The starting salary of a member of the New York Philharmonic is reported to be $141,000, plus benefits; the average salary of a veteran player is considerably higher. And there are over 100 of them. When, once or twice a year, I come to town and pay $45 to hear them or some other world-class orchestra, I'm getting a bargain; the rest of the bill has to be picked up by someone, and some of those someones are wealthy supporters. (Thank you!)

Yet no good can come of this if the people who dispense classical music start to believe that they serve two classes of listener. In showing what they think of the one, they cannot help but show what they think of the other.

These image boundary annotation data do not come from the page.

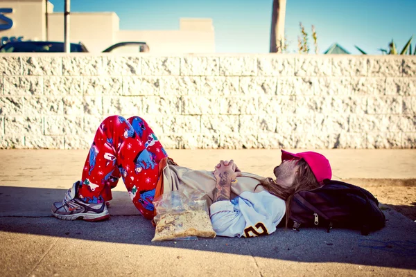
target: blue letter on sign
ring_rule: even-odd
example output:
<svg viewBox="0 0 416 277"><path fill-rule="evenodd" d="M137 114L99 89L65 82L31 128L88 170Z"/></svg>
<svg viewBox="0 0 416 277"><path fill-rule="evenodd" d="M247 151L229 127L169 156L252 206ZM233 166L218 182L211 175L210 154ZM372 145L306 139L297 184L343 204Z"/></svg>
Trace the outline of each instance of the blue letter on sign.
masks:
<svg viewBox="0 0 416 277"><path fill-rule="evenodd" d="M13 12L12 8L0 8L0 19L6 22L6 24L0 24L0 30L8 30L13 26L13 21L3 15L3 13L10 12Z"/></svg>

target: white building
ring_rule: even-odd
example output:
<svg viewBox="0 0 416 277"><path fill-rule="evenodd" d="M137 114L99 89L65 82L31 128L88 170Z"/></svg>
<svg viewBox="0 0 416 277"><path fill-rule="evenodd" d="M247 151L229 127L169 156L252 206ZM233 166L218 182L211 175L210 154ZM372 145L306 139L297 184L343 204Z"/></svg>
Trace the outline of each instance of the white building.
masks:
<svg viewBox="0 0 416 277"><path fill-rule="evenodd" d="M64 15L53 12L53 5L46 1L0 0L2 42L63 42ZM71 42L80 42L93 53L122 42L146 42L150 52L157 53L215 52L211 19L181 18L177 30L123 30L119 29L120 19L115 12L71 12L70 16Z"/></svg>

As for Baron von X, there isn't much to say. Who among us has not discovered, at the end of concert, that he forgot to silence his phone—and was spared the humiliation of having disturbed or ruined the experience of others only through dumb luck? Who among us isn't worried that our hearing will go south when we hit 70? Hell, who among us has not made mistakes? Patron X may be a delightful, generous man, or a privileged boor with entitlement issues; because I have a more than passing interest in being forgiven for my own flaws, it behooves me to assume the former.

But he still owes something to those 2737 other patrons. (Let's not play the Times's game and reserve that title for only the few.) I'll bet a fellow who runs two companies and has a front-row subscription to the NY Phil can afford to donate enough money to replace a hundred of those tatty seat cushions at Avery Fisher Hall. He could write a check today and make it happen—and he would forever be in the hearts of a hundred asses. But there's one stipulation: The money should go to fix the hundred cheapest seats.

Gene T's picture

Very well stated.

coruja's picture

Is classical music only for the privileged? I've never thought so, and I don't think so now.

Unforunately, that is exactly how it is perceived by the majority of the population. If it were not so, there would be more symphony orchestras, young musicians (apart from those at NY Phil) would not be destitute (too many violinists too few places ) and there would be less wholesale corporatisation of the arts.

In richer countries, the arts is practiced by the poor and appreciated by the middle/upper classes. It is a shame and more should be done about it, starting with a more holistic education that educates the person for the betterment of his/her society. (The Greeks did make a few good observations, it must be admitted.)

In poorer countries, art is practiced by the poor and ignored by almost everyone else.